Les investisseurs «peuvent et vont continuer à faire confiance à la France», a assuré au contraire le ministre de l'Économie, promettant en outre que la croissance française, quasi-nulle cette année (0,1 % selon les prévisions de Bercy), atteindrait «au moins» 0,9 à 1 % l'an prochain.

Pas d'effet majeur sur les marchés financiers

Malgré tout, cette décision surprise n'a pas eu d'effet majeur sur les marchés financiers. La Bourse de Paris s'affichait en repli limité à la mi-journée, le CAC 40 perdant 0,49 % vers 16 h 45, tandis que le taux des obligations d'Etat à dix ans de la France se tendait légèrement, à 2,225 %.

La nouvelle note attribuée à la France est la troisième meilleure possible dans la classification de S&P. Sa perspective est «stable», ce qui implique que l'agence n'envisage pas de la modifier de nouveau à court ou moyen terme.

S&P a ainsi récidivé, après avoir été la première grande agence internationale à priver la France de la note suprême, «AAA», en janvier 2012, la dégradant alors à «AA+». Elle avait été suivie par ses concurrentes, Moody's et Fitch Ratings. Et elle est de nouveau la première à abaisser d'un cran supplémentaire sa note.

La note accordée à la dette court terme du pays reste quant à elle fixée à «A-1+», soit la meilleure possible.

Seuls 11 pays conservent leur triple A chez les agences de notation

Seuls 11 pays dans le monde, dont 8 en Europe, conservent le graal du triple A, la note optimale attribuée par les trois grandes agences notation : Standard & Poor's, Fitch et Moody's.

Parmi ces 11 élus, sept bénéficient d'une perspective «stable» sur la situation de leur dette souveraine. La Suède, la Norvège, le Danemark, la Suisse, l'Australie, le Canada et Singapour composent ainsi le «sept d'or» des trois agences.

Les quatre autres, l'Allemagne, les Pays-Bas, Le Luxembourg et la Finlande, voient leur triple A menacé d'une perspective «négative», attribuée par au moins une des trois agences.

Ces trois dernières années, quatre pays ont quitté ce club très fermé des Etats les mieux notés :

- la France (AA chez S&P depuis vendredi, Aa1 négative chez Moody's depuis novembre 2012 et AA+ stable chez Fitch depuis juillet 2013).

- l'Autriche (AA+ chez S&P depuis janvier 2013, Aaa négative chez Moody's, AAA stable chez Fitch).

- les Etats-Unis (AA+ stable chez S&P depuis l'été 2011, AAA chez Moody's et Fitch).

- le Royaume-Uni (AAA négative chez S&P, Aa1 stable chez Moody's depuis février 2013, AA+ négative chez Fitch depuis avril 2013).

Ci-dessous, la situation dans le reste du G20 et de l'Union européenne.
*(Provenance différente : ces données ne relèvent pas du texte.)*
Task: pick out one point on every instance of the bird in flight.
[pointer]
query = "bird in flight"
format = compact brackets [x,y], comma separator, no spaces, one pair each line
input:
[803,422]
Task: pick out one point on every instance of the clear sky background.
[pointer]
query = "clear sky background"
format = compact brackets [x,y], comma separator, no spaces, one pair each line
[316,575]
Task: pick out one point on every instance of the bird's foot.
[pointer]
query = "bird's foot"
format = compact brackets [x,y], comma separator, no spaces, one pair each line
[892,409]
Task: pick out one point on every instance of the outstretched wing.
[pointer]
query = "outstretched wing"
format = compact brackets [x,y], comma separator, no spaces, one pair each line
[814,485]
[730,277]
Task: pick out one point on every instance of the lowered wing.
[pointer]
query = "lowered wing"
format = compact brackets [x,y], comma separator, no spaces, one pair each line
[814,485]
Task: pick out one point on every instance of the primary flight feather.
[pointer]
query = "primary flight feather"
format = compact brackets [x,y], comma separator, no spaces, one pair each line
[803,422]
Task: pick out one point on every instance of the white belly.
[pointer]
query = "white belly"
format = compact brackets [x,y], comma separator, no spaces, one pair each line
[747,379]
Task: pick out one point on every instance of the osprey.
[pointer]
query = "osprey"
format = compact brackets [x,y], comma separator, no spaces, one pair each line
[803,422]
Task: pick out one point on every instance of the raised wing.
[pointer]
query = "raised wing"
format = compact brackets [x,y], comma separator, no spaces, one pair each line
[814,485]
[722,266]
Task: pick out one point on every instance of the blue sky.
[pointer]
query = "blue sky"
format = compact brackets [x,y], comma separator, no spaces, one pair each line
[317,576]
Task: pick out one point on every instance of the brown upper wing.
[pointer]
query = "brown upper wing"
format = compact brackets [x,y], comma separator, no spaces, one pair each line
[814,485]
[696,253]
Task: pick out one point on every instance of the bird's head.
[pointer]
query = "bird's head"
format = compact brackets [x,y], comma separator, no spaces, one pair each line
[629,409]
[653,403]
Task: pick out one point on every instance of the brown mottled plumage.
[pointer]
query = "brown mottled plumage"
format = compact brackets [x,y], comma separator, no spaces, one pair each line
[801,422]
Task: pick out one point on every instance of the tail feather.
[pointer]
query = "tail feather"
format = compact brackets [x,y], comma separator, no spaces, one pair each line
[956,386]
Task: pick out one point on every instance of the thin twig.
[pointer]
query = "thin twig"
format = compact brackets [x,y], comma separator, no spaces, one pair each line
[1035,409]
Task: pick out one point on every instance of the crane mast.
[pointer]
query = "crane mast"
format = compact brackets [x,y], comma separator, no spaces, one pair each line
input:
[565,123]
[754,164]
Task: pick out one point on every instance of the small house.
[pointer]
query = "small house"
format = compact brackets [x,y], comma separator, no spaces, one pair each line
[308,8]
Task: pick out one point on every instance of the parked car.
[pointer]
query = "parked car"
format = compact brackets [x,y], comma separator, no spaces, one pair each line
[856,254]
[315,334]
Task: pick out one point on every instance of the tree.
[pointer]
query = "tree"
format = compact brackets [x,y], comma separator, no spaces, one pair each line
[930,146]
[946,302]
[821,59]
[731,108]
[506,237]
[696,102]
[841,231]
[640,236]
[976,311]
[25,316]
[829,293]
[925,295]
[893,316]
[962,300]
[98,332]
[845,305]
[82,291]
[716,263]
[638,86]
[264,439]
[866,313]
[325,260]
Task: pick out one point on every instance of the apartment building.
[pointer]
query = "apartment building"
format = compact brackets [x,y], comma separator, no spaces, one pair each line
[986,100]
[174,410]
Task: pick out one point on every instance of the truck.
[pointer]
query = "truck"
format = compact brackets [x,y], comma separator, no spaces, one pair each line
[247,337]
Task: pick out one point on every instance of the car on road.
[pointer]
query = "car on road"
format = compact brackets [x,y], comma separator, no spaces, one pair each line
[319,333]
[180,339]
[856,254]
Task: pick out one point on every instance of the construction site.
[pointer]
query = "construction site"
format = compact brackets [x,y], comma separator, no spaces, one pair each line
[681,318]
Les notes indiquées sont, dans l'ordre, attribuées par S&P, Moody's et Fitch.

- Afrique du Sud: A- négative, Baa1 négative, BBB stable.

- Arabie Saoudite: AA- positive, Aa3 stable, AA- positive.

- Belgique: AA négative, Aa3 négative, AA stable.

- Brésil: BBB négative, Baa2 stable, BBB stable.

- Chine: AA- stable, Aa3 stable, A+ stable.

- Corée du Sud: A+ stable, Aa3 stable, AA- stable.

- Espagne: BBB- négative, Baa3 négative, BBB stable.

- Inde: BBB- négative, Baa3 stable, BBB stable.

- Italie: BBB négative, Baa2 négative, BBB+ négative.

- Japon: AA- négative, Aa3 stable, A+ négative.

- Mexique: BBB positive, Baa1 stable, BBB+ stable.

- Russie: BBB stable, Baa1 stable, BBB stable.

En dessous de BBB- ou de Baa3, les pays sont considérés comme des emprunteurs moins fiables, c'est-à-dire que la dette qu'ils émettent est jugée comme un investissement spéculatif par au moins une des agences de notation. C'est le cas en zone euro du Portugal, ainsi que de l'Irlande chez Moody's (elle est par contre notée BBB+ chez les deux autres).